# Design rules



## dchallender (28 Oct 2009)

I'm just starting to design a couple of pieces of furniture for the house (kids bedroom & kitchen) and I was wondering about drawers - are there any design guidelines for aesthetics? i.e. depth of drawer, thnkness of the sides, etc. the golden rule / ratio got me thinking

rgds

darren


----------



## JoinerySolutions (30 Oct 2009)

Hi Darren,
Drawer sides between 12 and 16mm,drawer fronts 3 to 4 mm thicker but usually I make them 19mm. Height of drawer fronts I get from the following formula:

A/ Determine the height the drawers will cover, either internal cabinet or overall cabinet for lay on type.

B/ Number of drawers required

C/ Desired height of smallest /top drawer

Dimension A minus total of gap allowance ( less dust board rails if inset)

Multiply B by C and deduct from previous answer.

Divide this by number of increments. These are determined as follows;

Drawer Increment
1 or top 0 
2 1
3 2
4 3 and so on
4 Drawers 6 total Increments

Drawer 2 is therefore top drawer height + 1 Increment, drawer 2 Top drawer + 2 Increments and so on.

As there are 66 increments in total for twelve drawers I have an Excel calculator for it. If you use this system during the design stage it can be tweeked to suit your eye but works out quite aesthetically.
Hope it is of use, Rob.


----------



## WellsWood (30 Oct 2009)

Darren, you may also find the first 3 links on this page useful.


----------



## JoinerySolutions (30 Oct 2009)

Is there a way to post an Excel folder for my Drawer Calculator, so others may download and use it as required?


----------



## dchallender (30 Oct 2009)

Thanks for the calculations and the links are very handy and will save me a lot of time  

rgds

Darren


----------



## DaveL (31 Oct 2009)

JoinerySolutions":2gccs4ws said:


> Is there a way to post an Excel folder for my Drawer Calculator, so others may download and use it as required?

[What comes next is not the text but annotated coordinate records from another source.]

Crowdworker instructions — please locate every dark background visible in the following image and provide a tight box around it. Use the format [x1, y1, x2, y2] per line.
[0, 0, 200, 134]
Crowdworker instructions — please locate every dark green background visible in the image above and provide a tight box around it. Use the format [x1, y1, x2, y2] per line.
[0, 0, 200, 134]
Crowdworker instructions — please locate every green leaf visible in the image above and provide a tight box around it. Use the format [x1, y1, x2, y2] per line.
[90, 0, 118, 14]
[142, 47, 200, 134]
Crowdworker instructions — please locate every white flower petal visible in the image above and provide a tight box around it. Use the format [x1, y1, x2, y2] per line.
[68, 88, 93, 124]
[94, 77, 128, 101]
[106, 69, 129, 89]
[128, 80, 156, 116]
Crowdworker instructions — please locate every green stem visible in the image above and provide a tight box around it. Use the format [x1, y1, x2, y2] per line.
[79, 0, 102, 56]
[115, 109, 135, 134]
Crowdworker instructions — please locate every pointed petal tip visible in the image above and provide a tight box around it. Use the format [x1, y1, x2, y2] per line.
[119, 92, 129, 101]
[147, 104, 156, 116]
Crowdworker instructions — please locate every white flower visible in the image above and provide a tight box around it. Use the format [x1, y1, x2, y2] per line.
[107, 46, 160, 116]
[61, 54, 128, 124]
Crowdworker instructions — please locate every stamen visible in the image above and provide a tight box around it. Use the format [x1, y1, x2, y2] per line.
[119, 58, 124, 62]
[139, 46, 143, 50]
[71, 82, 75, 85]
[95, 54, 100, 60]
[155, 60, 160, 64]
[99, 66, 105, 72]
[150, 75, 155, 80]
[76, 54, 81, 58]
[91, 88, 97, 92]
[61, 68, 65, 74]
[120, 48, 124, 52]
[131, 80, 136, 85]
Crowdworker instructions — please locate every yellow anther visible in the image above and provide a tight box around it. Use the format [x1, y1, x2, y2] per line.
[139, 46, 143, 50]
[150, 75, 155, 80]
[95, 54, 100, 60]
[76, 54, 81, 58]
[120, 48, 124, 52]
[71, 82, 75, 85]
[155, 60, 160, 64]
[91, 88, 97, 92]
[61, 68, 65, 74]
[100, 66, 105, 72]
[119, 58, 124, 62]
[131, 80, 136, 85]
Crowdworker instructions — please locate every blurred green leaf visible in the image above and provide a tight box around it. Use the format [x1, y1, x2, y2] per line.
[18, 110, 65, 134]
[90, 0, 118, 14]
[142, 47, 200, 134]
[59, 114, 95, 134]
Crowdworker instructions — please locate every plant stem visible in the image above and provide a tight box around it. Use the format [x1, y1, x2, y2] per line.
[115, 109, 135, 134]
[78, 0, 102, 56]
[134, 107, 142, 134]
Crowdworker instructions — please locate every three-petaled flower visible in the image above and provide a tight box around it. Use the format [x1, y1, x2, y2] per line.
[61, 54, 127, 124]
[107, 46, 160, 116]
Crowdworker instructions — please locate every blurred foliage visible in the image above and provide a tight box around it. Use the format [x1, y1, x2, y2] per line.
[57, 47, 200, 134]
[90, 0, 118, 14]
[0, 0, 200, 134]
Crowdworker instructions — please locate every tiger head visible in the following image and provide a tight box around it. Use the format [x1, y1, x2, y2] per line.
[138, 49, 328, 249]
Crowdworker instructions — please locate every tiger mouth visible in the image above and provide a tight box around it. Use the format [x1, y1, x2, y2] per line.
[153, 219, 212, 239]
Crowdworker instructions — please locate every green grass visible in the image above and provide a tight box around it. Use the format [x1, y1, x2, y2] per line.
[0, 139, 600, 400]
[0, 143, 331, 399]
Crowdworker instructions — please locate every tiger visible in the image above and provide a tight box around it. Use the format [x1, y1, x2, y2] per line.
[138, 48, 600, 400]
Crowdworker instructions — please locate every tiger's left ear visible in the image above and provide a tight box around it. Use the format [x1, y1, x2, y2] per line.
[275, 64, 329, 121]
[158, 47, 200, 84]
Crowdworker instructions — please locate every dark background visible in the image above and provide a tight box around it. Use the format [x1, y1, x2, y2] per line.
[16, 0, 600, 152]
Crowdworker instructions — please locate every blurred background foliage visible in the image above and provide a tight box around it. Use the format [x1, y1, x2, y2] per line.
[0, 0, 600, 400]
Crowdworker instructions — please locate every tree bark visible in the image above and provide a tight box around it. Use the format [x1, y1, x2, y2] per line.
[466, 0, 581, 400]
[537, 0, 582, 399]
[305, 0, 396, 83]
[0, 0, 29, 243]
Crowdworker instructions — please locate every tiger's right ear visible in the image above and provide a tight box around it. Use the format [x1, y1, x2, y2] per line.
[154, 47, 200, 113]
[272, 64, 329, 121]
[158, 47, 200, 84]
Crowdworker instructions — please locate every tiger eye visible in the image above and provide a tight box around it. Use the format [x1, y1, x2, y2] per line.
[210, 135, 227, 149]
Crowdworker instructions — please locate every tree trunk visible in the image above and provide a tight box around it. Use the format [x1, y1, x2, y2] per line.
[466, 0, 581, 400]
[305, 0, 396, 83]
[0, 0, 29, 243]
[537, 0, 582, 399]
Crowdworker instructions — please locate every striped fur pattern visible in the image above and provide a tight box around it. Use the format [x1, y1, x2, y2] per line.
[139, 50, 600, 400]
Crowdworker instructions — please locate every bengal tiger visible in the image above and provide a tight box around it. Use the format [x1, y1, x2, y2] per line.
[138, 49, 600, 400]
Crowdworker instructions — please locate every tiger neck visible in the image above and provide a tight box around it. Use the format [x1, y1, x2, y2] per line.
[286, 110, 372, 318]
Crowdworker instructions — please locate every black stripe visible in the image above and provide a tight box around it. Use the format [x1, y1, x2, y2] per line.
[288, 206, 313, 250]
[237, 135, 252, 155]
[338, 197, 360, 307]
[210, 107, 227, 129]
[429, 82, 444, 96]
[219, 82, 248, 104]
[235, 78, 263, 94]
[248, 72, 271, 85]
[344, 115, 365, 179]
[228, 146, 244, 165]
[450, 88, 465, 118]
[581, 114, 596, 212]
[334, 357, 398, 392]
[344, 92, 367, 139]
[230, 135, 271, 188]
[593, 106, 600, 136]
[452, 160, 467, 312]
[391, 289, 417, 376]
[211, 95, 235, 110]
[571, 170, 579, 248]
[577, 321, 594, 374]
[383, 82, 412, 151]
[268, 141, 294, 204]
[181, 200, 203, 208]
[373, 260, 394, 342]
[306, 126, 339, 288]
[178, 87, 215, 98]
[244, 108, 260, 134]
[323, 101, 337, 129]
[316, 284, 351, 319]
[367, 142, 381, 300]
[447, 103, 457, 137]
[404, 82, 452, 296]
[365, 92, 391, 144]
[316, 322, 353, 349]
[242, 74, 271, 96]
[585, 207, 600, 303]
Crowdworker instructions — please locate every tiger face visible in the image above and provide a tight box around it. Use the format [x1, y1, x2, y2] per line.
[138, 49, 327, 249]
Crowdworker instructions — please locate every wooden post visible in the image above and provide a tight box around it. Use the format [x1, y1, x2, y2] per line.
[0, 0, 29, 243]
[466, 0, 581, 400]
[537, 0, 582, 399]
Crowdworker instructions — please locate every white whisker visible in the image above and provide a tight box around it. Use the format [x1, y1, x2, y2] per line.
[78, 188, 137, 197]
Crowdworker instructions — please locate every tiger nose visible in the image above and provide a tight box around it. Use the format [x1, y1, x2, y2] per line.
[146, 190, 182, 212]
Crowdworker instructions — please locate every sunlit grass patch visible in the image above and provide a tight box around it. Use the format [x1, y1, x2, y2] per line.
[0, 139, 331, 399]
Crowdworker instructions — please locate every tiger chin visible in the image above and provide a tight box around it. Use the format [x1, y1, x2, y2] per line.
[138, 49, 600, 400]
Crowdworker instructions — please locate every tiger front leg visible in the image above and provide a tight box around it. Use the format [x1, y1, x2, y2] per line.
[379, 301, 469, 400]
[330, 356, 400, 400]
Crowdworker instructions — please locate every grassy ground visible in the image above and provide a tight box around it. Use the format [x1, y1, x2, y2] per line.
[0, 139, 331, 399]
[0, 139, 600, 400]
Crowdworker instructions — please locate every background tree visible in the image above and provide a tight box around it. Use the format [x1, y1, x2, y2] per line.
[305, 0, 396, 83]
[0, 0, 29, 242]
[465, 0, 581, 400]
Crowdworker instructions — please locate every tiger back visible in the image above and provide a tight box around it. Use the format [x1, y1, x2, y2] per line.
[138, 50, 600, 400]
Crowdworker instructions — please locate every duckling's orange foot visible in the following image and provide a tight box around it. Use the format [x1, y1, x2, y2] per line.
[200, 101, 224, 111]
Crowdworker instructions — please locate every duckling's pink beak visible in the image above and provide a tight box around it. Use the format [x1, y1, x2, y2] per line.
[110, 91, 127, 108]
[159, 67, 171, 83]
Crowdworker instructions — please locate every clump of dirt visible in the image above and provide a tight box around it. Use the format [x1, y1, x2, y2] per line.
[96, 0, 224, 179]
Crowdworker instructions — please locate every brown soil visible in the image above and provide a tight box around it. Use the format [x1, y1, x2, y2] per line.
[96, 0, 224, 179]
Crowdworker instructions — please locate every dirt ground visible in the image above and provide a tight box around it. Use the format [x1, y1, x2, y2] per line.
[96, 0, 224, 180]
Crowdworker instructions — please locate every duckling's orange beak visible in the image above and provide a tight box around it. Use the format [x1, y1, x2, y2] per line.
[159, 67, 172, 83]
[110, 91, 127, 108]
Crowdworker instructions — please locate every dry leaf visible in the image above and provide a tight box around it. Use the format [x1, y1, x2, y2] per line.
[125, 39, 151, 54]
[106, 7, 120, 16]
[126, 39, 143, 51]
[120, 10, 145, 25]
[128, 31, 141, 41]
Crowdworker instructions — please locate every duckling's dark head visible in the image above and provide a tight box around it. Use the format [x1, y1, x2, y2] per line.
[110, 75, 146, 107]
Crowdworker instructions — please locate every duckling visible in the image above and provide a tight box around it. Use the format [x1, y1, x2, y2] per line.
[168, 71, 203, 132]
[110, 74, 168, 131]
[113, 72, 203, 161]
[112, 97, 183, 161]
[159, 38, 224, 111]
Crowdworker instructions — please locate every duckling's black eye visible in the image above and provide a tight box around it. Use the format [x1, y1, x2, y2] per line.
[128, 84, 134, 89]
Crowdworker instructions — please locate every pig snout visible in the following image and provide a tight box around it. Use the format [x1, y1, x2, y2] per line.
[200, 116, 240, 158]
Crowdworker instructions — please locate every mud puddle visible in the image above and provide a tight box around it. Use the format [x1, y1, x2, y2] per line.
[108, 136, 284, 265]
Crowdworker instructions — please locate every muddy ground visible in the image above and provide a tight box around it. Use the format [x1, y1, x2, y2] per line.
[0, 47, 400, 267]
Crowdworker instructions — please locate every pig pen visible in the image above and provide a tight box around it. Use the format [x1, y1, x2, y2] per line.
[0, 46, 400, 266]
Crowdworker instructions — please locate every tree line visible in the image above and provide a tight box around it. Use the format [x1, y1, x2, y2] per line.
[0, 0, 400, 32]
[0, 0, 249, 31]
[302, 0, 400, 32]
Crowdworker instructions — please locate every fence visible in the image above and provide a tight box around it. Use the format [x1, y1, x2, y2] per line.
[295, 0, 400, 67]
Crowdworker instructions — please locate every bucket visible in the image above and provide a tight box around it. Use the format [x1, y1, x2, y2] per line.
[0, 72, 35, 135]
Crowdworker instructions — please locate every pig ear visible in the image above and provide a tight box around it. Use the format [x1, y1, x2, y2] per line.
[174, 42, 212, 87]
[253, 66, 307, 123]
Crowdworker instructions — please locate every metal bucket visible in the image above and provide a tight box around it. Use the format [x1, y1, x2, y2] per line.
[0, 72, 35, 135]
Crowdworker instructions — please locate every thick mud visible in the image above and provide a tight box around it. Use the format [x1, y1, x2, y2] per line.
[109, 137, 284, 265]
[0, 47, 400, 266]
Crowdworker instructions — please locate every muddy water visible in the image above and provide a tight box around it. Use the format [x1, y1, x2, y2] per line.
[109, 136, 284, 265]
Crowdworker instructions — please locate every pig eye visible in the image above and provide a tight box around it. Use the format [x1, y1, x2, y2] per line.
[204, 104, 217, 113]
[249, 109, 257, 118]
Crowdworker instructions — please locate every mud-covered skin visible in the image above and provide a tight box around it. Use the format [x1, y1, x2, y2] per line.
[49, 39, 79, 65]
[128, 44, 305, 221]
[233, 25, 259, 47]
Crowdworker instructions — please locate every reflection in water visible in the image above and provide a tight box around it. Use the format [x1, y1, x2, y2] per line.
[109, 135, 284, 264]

You need the find a publicly accessible server that you can host it on. I have some space on a BT server as they are my ISP, Google do give out web page space, never tried to host an excel file on it but it might work. Then on the forum you need to post the URL for the file.


----------



## SketchUp Guru (1 Nov 2009)

Google Docs will accept an XLS file to which you could post the URL.


----------